Scraping Ohio Child Care Service Data
For my University of Cincinnati senior design project, my team and I are designing a system for Cincinnati parents to easily find child care services that are convenient to bus routes. To do this, we needed access to all of the child care services in Cincinnati. Fortunately, the state of Ohio has a central database of licensed child care services throughout Ohio. The database is maintained by the Ohio Department of Jobs and Family Services (ODJFS). Unfortunately, the database is only accessible via an HTML form… no simple web service. Why am I not surprised?
Well, any HTML form can be looked as a machine-readable web API… reading the form response is just a little bit trickier than parsing and XML or JSON document ;). Screen scraping to the rescue!
This project was inspired by the most-excellent Open Data Cincy initiative, aiming to make more of Cincinnati’s data available to developers in machine-readable formats.

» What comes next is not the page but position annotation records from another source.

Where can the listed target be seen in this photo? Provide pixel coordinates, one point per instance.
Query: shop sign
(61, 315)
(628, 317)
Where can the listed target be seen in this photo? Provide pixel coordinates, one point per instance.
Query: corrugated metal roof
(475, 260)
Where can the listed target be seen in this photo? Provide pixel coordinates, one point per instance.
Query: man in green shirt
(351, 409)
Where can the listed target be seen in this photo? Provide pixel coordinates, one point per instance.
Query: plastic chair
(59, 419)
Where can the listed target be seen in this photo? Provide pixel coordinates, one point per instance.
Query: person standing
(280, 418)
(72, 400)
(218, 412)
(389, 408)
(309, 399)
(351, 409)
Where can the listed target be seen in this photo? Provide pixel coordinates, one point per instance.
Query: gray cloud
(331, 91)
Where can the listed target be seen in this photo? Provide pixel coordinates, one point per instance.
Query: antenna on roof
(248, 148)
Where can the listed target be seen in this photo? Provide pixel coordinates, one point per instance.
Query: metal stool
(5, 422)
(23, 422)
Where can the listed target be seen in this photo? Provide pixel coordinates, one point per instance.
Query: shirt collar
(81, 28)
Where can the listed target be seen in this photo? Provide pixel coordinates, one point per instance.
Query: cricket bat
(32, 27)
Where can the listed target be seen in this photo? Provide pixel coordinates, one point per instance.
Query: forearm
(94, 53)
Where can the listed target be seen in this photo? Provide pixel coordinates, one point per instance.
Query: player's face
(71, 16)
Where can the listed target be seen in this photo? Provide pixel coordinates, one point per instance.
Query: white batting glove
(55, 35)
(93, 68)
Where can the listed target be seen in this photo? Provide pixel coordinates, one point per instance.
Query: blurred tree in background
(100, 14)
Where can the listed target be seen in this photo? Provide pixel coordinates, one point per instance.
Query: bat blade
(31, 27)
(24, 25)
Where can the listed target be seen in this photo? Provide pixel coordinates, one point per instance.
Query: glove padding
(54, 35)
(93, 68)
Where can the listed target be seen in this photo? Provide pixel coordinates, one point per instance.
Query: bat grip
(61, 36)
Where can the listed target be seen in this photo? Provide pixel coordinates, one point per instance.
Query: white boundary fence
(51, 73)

I wrote a screen scraping application that parses the child care information web pages (for example, Three C’s Nursery School) for all the useful information and stores that data in a SQL Server database. For my senior design project, we also needed the latitude and longitude of each child care service. I used MapQuest’s geocoding API to map child care service addresses to latitude and longitude pairs.
The screen scraper itself is written in C# and uses CsQuery to parse the HTML documents. The tool is designed to be run as a daemon, which will periodically check each child care service’s information for changes and store the data in the database. The daemon can also be configured to geocode the child care services that have addresses.
The project is called “OdjfsScraper”. All of the code is available on GitHub under the MIT license.